Fokus Area: Sepanjang trotoar dan bahu Jalan Suroyo (pusat perkantoran dan bisnis).
Jenis Pelanggaran: Penggunaan fasilitas pedestrian (trotoar) untuk lapak permanen/semi-permanen dan parkir liar di bahu jalan.
Sanksi Tahap Awal: Teguran simpatik, pendataan identitas pedagang, dan pembongkaran mandiri yang dibantu oleh petugas.
Rencana Lanjutan: Satpol PP akan melakukan patroli rutin (stasioner) guna memastikan para pedagang tidak kucing-kucingan setelah petugas meninggalkan lokasi.

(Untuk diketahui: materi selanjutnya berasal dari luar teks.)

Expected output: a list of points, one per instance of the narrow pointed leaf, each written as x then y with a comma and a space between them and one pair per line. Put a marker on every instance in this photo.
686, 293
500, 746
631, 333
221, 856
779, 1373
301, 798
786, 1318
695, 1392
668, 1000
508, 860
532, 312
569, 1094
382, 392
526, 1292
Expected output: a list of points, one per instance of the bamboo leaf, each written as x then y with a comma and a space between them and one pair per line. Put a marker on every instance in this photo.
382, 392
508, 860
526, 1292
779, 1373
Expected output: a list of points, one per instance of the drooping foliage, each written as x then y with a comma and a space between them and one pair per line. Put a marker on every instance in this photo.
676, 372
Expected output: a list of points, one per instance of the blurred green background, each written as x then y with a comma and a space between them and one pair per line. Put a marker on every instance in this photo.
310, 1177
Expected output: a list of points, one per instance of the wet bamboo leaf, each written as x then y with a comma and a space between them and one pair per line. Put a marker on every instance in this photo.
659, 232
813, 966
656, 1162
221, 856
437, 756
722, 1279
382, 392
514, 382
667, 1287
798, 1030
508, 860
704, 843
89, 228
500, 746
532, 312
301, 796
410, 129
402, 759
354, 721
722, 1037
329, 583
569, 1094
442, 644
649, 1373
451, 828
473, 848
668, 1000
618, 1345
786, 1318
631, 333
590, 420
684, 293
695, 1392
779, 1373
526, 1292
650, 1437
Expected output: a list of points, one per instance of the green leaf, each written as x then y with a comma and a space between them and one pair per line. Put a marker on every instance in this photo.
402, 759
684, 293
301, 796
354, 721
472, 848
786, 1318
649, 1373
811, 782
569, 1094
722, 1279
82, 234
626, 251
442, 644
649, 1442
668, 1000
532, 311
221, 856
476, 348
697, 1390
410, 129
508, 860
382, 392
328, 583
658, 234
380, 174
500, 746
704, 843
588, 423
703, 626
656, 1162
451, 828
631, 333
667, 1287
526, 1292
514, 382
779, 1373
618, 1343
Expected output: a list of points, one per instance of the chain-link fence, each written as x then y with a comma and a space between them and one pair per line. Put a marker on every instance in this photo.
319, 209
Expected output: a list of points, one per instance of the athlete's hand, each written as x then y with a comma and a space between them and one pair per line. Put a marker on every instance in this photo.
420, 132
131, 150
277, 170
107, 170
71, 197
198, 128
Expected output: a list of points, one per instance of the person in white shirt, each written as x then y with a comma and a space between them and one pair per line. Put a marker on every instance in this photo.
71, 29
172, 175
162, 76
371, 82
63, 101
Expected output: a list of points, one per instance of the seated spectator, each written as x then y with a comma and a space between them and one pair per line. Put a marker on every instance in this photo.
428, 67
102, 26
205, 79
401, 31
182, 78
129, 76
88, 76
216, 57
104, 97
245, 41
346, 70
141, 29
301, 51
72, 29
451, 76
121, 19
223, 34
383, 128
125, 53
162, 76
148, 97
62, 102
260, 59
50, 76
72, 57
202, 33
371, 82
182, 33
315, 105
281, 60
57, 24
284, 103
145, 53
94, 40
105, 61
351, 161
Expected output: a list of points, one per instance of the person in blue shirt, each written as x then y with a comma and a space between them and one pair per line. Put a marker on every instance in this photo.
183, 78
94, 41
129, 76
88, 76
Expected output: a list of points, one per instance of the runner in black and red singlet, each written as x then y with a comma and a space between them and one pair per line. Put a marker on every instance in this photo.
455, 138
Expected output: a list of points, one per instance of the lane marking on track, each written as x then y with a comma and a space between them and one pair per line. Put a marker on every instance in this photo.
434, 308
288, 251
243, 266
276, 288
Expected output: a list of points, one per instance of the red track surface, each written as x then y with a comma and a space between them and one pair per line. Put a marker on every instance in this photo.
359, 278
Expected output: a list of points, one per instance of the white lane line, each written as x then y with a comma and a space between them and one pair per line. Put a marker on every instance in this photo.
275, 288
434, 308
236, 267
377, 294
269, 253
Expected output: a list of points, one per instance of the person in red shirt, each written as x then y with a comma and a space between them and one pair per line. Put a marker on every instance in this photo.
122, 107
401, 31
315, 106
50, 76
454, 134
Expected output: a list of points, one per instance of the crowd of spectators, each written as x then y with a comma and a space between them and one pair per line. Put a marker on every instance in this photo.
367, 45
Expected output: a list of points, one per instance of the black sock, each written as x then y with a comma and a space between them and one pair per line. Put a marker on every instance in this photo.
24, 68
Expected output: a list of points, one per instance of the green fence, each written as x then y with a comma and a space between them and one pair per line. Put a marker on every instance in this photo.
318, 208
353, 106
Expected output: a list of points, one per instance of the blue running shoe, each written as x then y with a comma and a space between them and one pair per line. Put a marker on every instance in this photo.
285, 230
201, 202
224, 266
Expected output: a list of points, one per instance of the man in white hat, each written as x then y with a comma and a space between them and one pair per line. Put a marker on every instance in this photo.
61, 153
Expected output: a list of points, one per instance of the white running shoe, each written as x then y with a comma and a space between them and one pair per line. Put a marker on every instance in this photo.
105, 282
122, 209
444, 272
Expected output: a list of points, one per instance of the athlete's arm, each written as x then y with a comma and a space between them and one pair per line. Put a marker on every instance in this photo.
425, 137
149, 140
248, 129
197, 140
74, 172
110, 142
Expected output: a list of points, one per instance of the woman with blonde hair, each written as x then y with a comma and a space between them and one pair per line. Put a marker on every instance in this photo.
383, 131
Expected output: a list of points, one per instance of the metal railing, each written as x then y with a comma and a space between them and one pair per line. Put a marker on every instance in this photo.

Penertiban ini mendapat respons positif dari sejumlah pengguna jalan dan pejalan kaki yang kerap mengeluhkan hilangnya hak mereka saat melintasi Jalan Suroyo. Di sisi lain, Pemerintah Kota Probolinggo juga terus menggodok solusi jangka panjang berupa penyediaan sentra PKL agar para pedagang tetap bisa berjualan dengan aman tanpa melanggar aturan tata kota.
Satpol PP mengimbau kepada seluruh pelaku usaha dan PKL di Kota Probolinggo untuk bersama-sama menjaga keindahan kota dengan mematuhi zonasi wilayah yang telah ditentukan.